Permettez-moi de vous donner une analogie qui vous aidera à comprendre pourquoi je pose ces questions. Imaginez la situation suivante. Vous adorez recevoir des gens chez vous. Votre conjoint, pas tellement. Vous venez de croiser de vieux amis que vous n'avez pas vus depuis l'école. Désireux de rattraper le temps perdu, vous les invitez avec enthousiasme à dîner, impatient de renouer avec eux et de passer une soirée mémorable.
Mais lorsque vous en parlez à votre femme, non seulement elle ne partage pas votre enthousiasme, mais elle essaie de trouver mille excuses pour ne pas passer du temps avec vos amis ou leur offrir un repas somptueux qui ravirait tout le monde.
Aussi triste que cela puisse paraître, ce scénario imaginaire peut s'appliquer à la question de l'immigration en Israël, mieux connue sous le nom d'aliyah.
Un ministère de l'Intérieur indifférent
Dans ce cas, Chikli est le mari enthousiaste qui lance l'invitation, ravi de mettre en relation les Juifs de la diaspora, qui se trouvent aujourd'hui en danger dans leur foyer familier, avec la terre qu'il aime. Excité à l'idée de les accueillir, il leur demande de vraiment envisager de venir.
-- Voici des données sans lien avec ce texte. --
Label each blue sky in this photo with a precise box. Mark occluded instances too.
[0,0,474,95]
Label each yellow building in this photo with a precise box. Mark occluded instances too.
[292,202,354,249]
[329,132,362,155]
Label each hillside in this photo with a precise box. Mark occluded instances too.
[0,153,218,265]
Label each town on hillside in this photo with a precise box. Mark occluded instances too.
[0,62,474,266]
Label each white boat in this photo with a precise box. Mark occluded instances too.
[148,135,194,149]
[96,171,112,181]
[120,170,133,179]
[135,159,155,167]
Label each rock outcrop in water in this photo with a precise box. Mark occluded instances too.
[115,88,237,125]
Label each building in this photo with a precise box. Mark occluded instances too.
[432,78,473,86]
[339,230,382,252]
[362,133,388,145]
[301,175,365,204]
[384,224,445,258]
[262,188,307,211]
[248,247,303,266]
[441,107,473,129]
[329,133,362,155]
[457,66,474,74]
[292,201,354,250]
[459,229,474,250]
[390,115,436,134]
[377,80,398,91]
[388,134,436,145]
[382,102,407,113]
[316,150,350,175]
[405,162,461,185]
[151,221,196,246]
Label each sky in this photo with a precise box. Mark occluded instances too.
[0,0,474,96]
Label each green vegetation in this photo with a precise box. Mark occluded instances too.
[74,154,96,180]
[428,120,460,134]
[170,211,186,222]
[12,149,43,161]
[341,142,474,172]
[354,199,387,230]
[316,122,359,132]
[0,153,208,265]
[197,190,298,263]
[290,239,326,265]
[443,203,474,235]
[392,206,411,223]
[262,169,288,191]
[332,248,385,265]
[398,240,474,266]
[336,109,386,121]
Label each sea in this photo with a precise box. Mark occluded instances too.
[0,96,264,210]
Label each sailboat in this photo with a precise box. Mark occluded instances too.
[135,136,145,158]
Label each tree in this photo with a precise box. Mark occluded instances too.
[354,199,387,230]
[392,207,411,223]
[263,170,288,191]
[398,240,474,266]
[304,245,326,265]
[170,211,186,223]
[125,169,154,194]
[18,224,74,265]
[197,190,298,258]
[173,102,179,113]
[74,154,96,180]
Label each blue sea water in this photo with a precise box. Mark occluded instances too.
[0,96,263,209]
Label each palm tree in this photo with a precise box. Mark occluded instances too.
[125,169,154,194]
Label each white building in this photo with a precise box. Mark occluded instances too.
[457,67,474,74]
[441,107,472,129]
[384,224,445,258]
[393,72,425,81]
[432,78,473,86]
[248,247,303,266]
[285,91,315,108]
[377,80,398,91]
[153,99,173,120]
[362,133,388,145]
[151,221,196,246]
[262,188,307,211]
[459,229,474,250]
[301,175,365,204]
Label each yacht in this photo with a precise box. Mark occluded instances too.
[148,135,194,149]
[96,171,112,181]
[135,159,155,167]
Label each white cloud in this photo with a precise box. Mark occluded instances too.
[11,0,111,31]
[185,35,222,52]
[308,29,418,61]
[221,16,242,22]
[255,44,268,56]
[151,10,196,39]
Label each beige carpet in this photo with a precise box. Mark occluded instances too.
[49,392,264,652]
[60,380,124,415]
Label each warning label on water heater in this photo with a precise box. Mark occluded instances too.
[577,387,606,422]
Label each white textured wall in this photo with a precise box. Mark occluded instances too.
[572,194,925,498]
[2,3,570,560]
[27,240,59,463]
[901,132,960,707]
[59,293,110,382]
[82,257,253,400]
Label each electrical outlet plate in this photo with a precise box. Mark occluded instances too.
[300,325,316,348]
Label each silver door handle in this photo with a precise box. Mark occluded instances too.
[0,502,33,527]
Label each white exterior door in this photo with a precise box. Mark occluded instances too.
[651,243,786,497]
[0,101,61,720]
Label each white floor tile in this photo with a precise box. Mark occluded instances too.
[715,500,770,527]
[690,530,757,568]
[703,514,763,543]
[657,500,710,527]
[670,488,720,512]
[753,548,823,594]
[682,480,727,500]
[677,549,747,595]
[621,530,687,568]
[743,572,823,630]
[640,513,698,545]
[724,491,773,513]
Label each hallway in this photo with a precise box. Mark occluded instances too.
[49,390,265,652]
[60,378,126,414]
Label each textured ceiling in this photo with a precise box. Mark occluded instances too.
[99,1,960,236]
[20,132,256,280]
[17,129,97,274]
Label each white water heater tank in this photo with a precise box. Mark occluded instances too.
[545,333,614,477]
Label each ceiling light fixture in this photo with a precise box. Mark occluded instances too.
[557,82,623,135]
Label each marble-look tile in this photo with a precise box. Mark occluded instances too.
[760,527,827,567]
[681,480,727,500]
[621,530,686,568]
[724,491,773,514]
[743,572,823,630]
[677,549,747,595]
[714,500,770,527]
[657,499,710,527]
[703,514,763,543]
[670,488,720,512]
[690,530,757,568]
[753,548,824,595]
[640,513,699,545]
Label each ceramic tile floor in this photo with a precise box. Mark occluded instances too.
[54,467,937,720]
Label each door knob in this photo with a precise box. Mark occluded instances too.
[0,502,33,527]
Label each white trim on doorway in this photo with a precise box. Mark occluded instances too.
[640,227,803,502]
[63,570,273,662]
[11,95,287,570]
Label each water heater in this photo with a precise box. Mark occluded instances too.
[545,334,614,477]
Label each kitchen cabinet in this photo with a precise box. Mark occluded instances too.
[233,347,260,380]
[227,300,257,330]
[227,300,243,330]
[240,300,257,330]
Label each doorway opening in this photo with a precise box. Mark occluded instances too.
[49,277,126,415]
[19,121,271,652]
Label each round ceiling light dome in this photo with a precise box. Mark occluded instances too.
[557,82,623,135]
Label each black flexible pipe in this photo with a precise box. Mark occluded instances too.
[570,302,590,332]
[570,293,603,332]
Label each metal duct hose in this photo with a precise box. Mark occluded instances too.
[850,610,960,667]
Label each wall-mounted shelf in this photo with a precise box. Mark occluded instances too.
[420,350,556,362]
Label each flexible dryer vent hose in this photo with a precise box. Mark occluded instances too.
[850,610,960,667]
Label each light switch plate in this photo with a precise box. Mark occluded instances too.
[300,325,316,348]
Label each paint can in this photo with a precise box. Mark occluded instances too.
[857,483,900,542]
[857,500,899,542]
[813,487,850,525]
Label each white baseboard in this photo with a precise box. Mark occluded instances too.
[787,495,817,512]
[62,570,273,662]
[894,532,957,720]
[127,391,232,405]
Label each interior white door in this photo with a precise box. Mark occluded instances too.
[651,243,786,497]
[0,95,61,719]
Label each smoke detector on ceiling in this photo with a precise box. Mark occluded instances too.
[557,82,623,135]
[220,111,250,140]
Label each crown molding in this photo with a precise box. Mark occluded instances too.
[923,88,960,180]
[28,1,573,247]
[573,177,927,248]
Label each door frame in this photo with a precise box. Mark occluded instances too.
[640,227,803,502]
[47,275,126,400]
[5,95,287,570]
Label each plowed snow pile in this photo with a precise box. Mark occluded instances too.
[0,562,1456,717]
Malheureusement, le conjoint réticent et indifférent est le ministère de l'Intérieur, dirigé par une poignée de bureaucrates zélés qui reçoivent leurs ordres des partis religieux et des dirigeants du pays, peu enclins à accepter tous les Juifs.
Au lieu de considérer que bon nombre de leurs homologues américains sont non seulement dignes d'être accueillis, mais aussi dans le besoin d'un foyer sûr, ils mènent un processus de vérification extrême, exigeant une lettre de recommandation d'un rabbin local et, dans de nombreux cas, des documents familiaux obscurs qui sont pratiquement impossibles à obtenir.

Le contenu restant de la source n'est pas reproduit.